“All ready for a walk on the Cliff?” asked Leopold, as he raised his hat and extended his hand to Rosa. She shook hands with him and then with Quincy. She opened the little gate, placed her hand on Leopold’s arm and they walked on up the Cliff Road.
As Quincy entered the little parlor, Alice sprang toward him with a cry of joy. He caught her in his arms, and this time one kiss did not suffice, for a dozen were pressed on hair and brow and cheek and lips.
“It is so long since you went away,” said Alice.
“Only one short week,” replied Quincy.
“Short! Those six days have seemed longer than all the time we were together at Eastborough. I cannot let you go away from me again,” she cried.
“Stay with Me, My Darling, Stay,” sang Quincy, in a low voice, and Alice tried to hide her blushing face upon his shoulder.
Then they sat down and talked the matter over. “I must leave you,” said Quincy, “and only see you occasionally, and then usually in the presence of others, unless—”
“Unless what?” cried Alice, and a sort of frightened look came into her face.
“Unless you marry me at once,” said Quincy. “I don’t mean this minute; say Wednesday of this coming week. I have a license with me I got in Boston yesterday morning. We’ll be married quietly in this little room, in which you first told me that you loved me. We could be married in a big church in Boston, with bridesmaids, and groomsmen, and music on a big organ. We could make as big a day of it as they did down to Eastborough.”

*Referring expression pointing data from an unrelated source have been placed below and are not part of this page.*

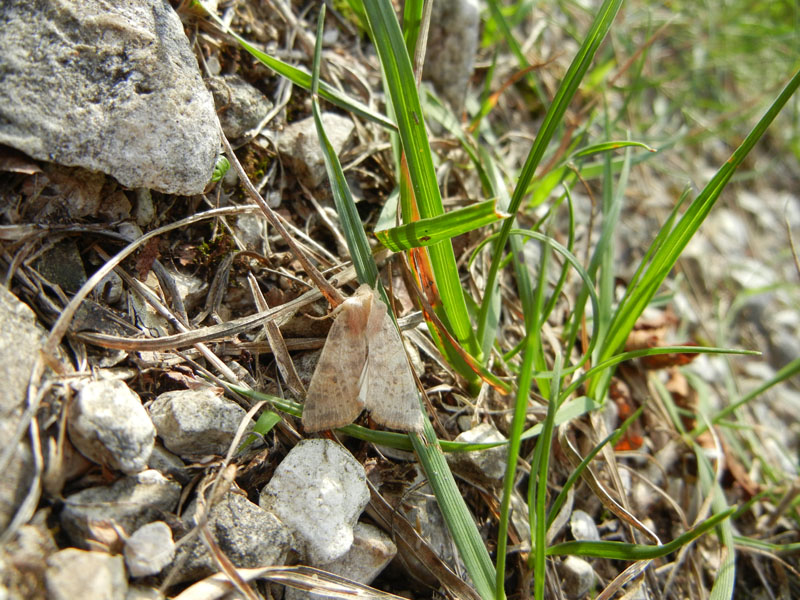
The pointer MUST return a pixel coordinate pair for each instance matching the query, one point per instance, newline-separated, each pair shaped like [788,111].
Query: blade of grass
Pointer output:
[790,370]
[427,232]
[538,557]
[302,78]
[399,79]
[451,503]
[553,118]
[637,297]
[634,552]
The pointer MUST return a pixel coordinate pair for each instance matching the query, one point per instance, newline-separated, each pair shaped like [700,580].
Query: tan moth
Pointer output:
[363,365]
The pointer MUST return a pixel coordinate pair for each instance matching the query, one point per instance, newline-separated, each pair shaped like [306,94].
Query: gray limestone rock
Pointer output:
[577,577]
[74,573]
[371,551]
[299,146]
[241,107]
[130,502]
[318,490]
[452,44]
[488,464]
[248,535]
[195,422]
[149,549]
[107,86]
[108,425]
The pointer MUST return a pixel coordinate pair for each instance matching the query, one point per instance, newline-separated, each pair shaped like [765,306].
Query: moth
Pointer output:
[363,365]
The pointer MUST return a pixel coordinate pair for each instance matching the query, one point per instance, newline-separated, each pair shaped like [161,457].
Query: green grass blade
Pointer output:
[611,440]
[634,552]
[662,261]
[302,78]
[543,447]
[553,118]
[455,512]
[412,22]
[427,232]
[352,227]
[399,79]
[787,371]
[607,147]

“Oh, no!” said Alice; “I couldn’t go through that. I cannot see well enough, and I might make some terrible blunder. I might trip and fall, and then I should be so nervous and ashamed.”
“I will not ask you to go through such an ordeal, my dearest. I know that we could have all these grand things, and for that reason, if for no better one, I’m perfectly willing to go without them. No, Alice, we will be married here in this room. We will deck it with flowers,” continued Quincy. “Leopold will go to Boston to-morrow and get them. Rosamond’s Bower was not sweeter nor more lovely than we will make this little room. I will get an old clergyman; I don’t like young ones; Leopold shall be my best man and Rosa shall be your bridesmaid. Mrs. Gibson and her brother, who I see is still here, shall be our witnesses, and we will have Tommy and Dolly for ushers.”
Both laughed aloud in their childish glee at the picture that Quincy had painted. “I could ask for nothing better,” said Alice; “the ceremony will be modest, artistic, and idyllic.”
“And economical, too,” Quincy added with a laugh.
And so it came to pass! They were married, and the transformation in the little room, that Quincy and Alice had seen in their mind’s eye, was realized to the letter. Flowers, best man, bridesmaid, witnesses, ushers, and the aged clergyman, with whitened locks, who called them his children, and blessed them and wished them long life and happiness, hoped that they would meet and know each other some day in the infinite—all were there.